Long Island Rail Road (LIRR)

Long Island Rail Road (LIRR) operates from New York Penn Station with service to points in Long Island with stops at Jamaica Station, Long Island City, Hunters Point, and others in Queens and Atlantic Avenue station in Brooklyn. The main LIRR lines include services to Port Jefferson, Montauk, Oyster Bay, Port Washington, and Greenport; with a number of branch lines to other points on Long Island.

NYC Commuter Rail

Metro-North Rail Road (Metro North)

Metro-North Rail Road (Metro North) operates from Grand Central Terminal to points north and east of the city (Westchester, Putnam, Duchess Counties in New York_, and points in the state of Connecticut). The New Haven line serves cities along the coast with a branch line to Danbury. The Hudson Line serves points along the Hudson River to Poughkeepsie. The Harlem Line serves Westchester, Putnam, and Dutchess Counties to Pawling and Wassaic. Trains also stop at the Harlem station on 125th street and Park Avenue in Manhattan.
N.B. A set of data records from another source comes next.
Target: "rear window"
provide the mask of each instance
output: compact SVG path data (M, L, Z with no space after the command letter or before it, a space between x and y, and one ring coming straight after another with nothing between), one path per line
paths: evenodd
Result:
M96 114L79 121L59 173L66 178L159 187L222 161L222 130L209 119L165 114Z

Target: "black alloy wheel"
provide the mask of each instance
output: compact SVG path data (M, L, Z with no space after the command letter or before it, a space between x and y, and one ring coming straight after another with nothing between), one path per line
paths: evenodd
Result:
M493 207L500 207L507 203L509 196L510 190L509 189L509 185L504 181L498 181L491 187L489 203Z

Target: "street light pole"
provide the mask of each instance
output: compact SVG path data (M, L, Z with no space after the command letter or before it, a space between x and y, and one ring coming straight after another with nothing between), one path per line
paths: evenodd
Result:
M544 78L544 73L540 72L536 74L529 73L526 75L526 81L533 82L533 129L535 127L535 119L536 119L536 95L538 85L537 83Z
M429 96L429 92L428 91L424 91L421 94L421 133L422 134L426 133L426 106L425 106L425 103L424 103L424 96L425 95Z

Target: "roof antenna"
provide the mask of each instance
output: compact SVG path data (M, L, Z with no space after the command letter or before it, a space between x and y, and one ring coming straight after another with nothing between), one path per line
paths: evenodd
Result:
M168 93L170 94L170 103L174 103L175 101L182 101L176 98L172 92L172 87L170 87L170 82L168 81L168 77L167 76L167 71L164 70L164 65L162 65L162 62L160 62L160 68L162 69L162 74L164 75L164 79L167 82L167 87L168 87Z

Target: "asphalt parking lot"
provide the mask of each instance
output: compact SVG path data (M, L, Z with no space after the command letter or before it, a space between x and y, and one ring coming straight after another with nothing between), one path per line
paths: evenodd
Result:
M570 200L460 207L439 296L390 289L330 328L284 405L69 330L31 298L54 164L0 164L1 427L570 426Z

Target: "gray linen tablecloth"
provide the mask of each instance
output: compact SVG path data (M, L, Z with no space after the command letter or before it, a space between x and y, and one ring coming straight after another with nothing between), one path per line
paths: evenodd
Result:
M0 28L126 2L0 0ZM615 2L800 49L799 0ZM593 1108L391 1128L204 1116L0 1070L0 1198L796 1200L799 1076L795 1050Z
At New Haven, passengers may transfer to Amtrak or to the Shore Line East providing local service between New Haven and New London, Connecticut.

New Jersey Transit

New Jersey Transit operates from New York Penn Station to points in New Jersey. The Northeast corridor line goes to Princeton and Trenton. Services are also available for points along the Jersey Coast and along the Hudson River to points north of the city. Connecting service is available from Trenton to Philadelphia via SEPTA or to Camden (New Jersey) via RiverLINE. Connecting service to Newark Liberty International Airport is available from some Northeast corridor trains.